Como acertó Edmund Burke, siempre se ha tratado de una oposición entre el proyecto revolucionario en curso que pretende concretar derechos metafísicos o abstractos a una realidad compleja en detrimento de la historia y tradiciones.

Estas élites herederas de 1789, siguen hablando babélicamente sin tomar en cuenta las problemáticas sociales. Arrogantes de su papel en la historia, acusan a todo aquello que no coincida con su proyecto ilustrado con la etiqueta peyorativa de «populista». Semi-intelectualizadas como afirma Del Sol, están llamadas más a etiquetar en lugar de pensar y guiar, atacando todo aquello que no se acomode a su visión del mundo unilateral.

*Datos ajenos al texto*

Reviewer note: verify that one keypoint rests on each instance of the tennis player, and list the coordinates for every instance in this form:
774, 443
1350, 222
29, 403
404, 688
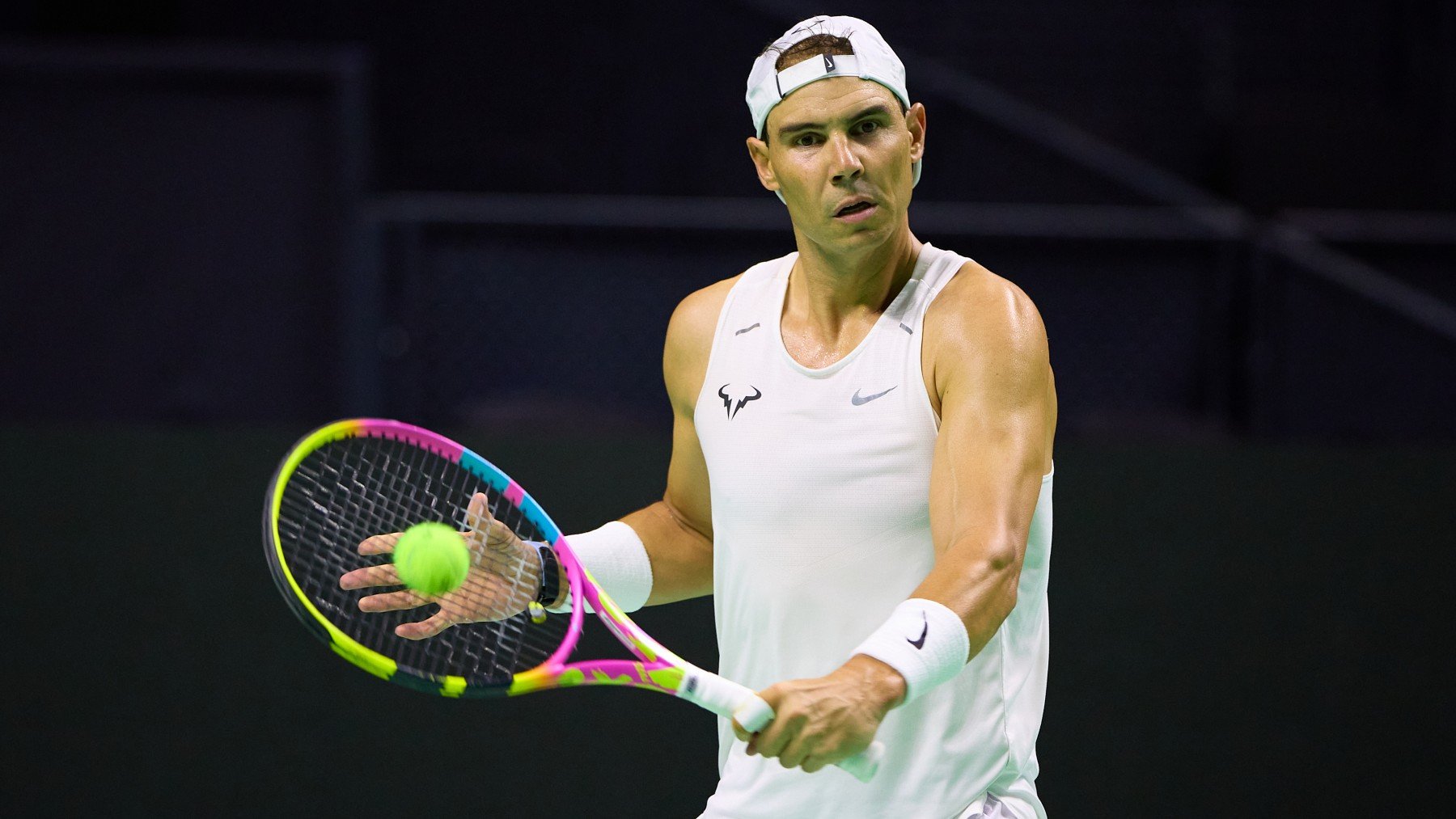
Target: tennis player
861, 473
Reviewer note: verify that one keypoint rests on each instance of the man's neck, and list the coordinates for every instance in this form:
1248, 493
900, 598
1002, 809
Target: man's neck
829, 289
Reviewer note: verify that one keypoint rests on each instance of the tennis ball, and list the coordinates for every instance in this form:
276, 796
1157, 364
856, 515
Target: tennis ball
431, 559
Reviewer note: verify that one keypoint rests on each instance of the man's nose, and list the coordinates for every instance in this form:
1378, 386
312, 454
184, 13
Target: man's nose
846, 162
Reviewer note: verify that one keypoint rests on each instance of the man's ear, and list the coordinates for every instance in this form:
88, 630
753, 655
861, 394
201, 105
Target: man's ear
915, 123
759, 153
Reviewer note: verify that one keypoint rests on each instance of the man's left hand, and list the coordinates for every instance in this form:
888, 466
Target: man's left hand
819, 722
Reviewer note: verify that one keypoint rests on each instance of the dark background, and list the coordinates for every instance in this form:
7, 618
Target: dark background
227, 223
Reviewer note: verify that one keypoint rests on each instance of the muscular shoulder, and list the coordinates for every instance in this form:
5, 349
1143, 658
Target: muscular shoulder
984, 329
689, 340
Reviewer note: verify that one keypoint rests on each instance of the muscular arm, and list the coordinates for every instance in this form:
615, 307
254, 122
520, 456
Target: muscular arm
997, 415
677, 530
989, 378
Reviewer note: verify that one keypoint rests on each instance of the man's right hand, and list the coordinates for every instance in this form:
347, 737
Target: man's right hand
502, 580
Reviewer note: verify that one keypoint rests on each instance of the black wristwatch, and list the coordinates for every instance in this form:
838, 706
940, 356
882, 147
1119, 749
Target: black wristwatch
551, 575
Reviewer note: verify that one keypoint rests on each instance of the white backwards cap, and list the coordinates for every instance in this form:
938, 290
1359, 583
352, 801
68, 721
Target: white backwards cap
873, 60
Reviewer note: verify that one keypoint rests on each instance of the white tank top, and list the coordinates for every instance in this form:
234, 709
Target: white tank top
822, 526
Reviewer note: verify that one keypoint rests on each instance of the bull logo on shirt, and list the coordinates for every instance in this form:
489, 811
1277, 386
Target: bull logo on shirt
734, 399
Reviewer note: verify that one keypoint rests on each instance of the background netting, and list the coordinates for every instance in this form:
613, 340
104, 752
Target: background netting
354, 488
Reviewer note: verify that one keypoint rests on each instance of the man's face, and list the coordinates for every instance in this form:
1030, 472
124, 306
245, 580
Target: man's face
840, 150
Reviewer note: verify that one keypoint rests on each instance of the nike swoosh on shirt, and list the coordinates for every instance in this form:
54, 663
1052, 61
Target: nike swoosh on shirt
857, 399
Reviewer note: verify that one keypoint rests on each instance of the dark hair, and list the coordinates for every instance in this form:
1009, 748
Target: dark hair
813, 45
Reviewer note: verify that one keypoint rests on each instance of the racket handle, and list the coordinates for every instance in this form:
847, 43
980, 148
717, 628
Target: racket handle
727, 699
755, 715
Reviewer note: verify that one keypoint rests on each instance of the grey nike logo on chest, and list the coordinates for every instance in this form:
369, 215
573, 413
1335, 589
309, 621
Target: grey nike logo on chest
857, 399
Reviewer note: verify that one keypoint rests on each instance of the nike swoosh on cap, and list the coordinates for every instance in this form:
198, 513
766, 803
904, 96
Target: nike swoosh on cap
857, 399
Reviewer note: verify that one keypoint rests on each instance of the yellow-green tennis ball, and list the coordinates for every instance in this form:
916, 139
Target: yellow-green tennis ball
431, 559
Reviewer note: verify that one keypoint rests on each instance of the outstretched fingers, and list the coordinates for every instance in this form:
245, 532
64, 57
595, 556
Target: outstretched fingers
382, 575
429, 627
379, 544
392, 602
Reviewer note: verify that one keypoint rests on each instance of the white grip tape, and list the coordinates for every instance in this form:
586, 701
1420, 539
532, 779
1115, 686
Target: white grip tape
753, 715
727, 699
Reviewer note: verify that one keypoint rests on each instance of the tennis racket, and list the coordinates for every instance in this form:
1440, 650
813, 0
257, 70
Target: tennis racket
354, 480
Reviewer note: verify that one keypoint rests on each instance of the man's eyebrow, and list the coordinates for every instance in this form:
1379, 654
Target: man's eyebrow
873, 111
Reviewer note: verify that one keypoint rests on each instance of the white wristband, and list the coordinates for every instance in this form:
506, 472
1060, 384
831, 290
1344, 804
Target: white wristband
618, 562
924, 640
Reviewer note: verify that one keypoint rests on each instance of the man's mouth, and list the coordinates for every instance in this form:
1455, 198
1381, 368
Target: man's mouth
858, 209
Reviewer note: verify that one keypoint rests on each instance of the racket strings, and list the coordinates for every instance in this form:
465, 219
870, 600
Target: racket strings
356, 488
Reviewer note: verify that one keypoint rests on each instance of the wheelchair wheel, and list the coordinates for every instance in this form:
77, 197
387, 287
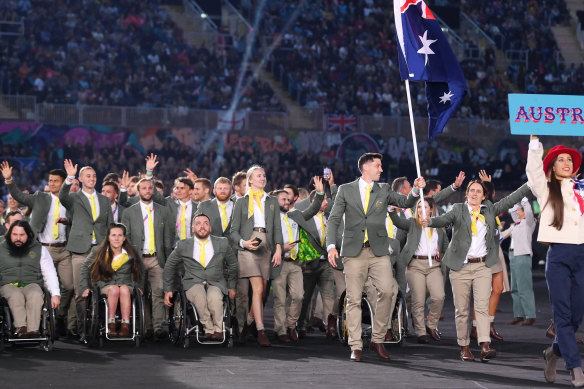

En lugar de asumir la naturaleza compleja del ser humano, la política moderna parece unilateral. Por ello, las élites no comprenden la tensión entre universalidad y particularismo, al punto de sostener que todo particularismo es propio de gente no ilustrada que hay que excluir.

Así, con arreglo al ideal de consenso, no se entienden realidades políticas como las de Trump, Bolsonaro, López Obrador, Brexit etc., que escapan a la afasia política imperante.

Así pues, en lugar de entender y comprender, las élites pretenden prescribir recetas de cómo acabar con los populistas, lo cual se traduce paradójicamente, en liquidar o silenciar a todo aquel que no piense como las élites. De hecho, aun cuando no existe un núcleo que permita entender conceptualmente qué se entiende por populismo, se sigue vendiendo un ideal anti-democrático que consiste en que solo los defensores de la ideología ilustrada y abstracta de los derechos humanos merecen el rótulo de demócratas. Esto no es nuevo.

Desde la ilustración francesa al comunismo internacional se ha intentado imponer a sangre y fuego el proyecto de la homogeneidad social. Por ello, el desprecio por lo rural, tradiciones, usos y normas sociales y educación ha sido sustituido por el political correctness. Por ello, frente al movimiento anti élite o populista que no se entiende, solo cabe la rabia, la cual ahora en el discurso emocional parece reemplazar la razón.